Por que não querem advogados nos tribunais de família e menores – Parte II
Já me chegaram ao escritório pais e mães que, tendo participado em conferências de pais no tribunal sem a presença de um advogado, de lá saíram com um “acordo” que julgavam tratar-se de uma decisão imposta pelo tribunal.
Em muitos dos processos da jurisdição da família e menores não são necessários advogados. Nestes litígios judiciais delicadíssimos, onde se decide o futuro das nossas crianças, permite-se que os pais compareçam sozinhos em tribunal e, portanto, desacompanhados de um representante habilitado a conduzir o processo.
As consequências de as partes em conflito se representarem a si próprias são muitas vezes desastrosas. Na verdade, são poucos aqueles que, em matérias tão sensíveis como aquelas que se discutem nos tribunais de família, conseguem manter a objetividade que se requer quando se trata de decidir o futuro dos filhos, por exemplo. Em artigo anterior publicado neste jornal já nos insurgimos contra esta possibilidade admitida pela nossa lei.
E a verdade é que já me chegaram ao escritório pais e mães que, tendo participado em conferências de pais no tribunal sem a presença de um advogado, de lá saíram com um “acordo” que julgavam tratar-se de uma decisão imposta pelo tribunal…
O facto de estes processos dispensarem a presença de advogados acarreta, porém, outras consequências negativas para os cidadãos. É que, em regra, as diligências judiciais (conferências, julgamentos, etc.) são marcadas tendo em atenção a agenda dos advogados. No caso da maioria dos processos de família, porém, e uma vez que aí se dispensa a presença de advogados, há tribunais que não tomam em consideração as agendas desses representantes das Partes — afinal, se não é necessário ter advogado no processo, não há que adiar um julgamento ou conferência só porque ele não pode estar presente.

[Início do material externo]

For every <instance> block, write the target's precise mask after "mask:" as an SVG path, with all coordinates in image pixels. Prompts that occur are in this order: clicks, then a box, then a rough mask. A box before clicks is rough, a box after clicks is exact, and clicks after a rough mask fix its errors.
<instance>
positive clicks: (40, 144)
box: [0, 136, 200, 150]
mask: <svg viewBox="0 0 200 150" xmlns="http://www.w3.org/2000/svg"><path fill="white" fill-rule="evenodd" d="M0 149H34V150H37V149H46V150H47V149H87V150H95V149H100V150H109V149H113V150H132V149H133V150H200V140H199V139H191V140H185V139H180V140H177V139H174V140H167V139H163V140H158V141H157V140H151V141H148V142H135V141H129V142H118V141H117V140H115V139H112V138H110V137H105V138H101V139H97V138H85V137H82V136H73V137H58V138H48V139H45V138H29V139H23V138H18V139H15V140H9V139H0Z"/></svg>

Assim, um pai ou mãe que, consciente da gravidade da matéria, contrata os serviços de um advogado para o representar num processo de regulação das responsabilidades parentais, corre o risco de não o ter a seu lado na conferência de pais, por exemplo, ou numa diligência de prova, porque o tribunal decidiu proceder à sua marcação sem tomar em consideração a agenda do advogado.
Estes são, pois, os danos colaterais da desnecessidade da presença de advogados em muitos dos processos da jurisdição da família e menores, e que atingem também aqueles que optam, e muito bem, por ter um advogado a seu lado.
Refira-se, em abono da verdade, que a maior parte dos tribunais da área da grande Lisboa, que melhor conheço, são sensíveis a esta questão e tentam conciliar as datas com as agendas dos advogados. Mas existem algumas exceções, e de relevo. São tribunais que secundarizam o papel dos advogados — com suporte na lei, sublinhe-se — por razões que não são evidentes. Alguns dirão que, sem advogados presentes nas diligências, será mais fácil conseguir acordos que os advogados eventualmente impediriam, por entenderem não corresponderem aos melhores interesses dos clientes ou dos seus filhos. Não quero, todavia, acreditar que seja assim, e prefiro pensar que se trata de tribunais que professam uma interpretação mais literal e formal da lei, sem cuidar de atender ao direito — constitucional — que a todos assiste de se fazerem representar por um advogado.
É claro que os tribunais, em ambos os casos, limitam-se a aplicar a lei, tal como a interpretam, pelo que é ao legislador que deverão ser assacadas responsabilidades por ter previsto que nestes processos os advogados são dispensáveis. Assim se melhoram as estatísticas da justiça, mas deixam-se por resolver os problemas das pessoas.
Note-se que o direito a ser assistido por um advogado encontra-se expressamente previsto na nossa Constituição, integrando o direito mais vasto, e também constitucionalmente consagrado, de acesso ao direito e a uma tutela jurisdicional efetiva (cf. o art. 20º). Às vezes não parece.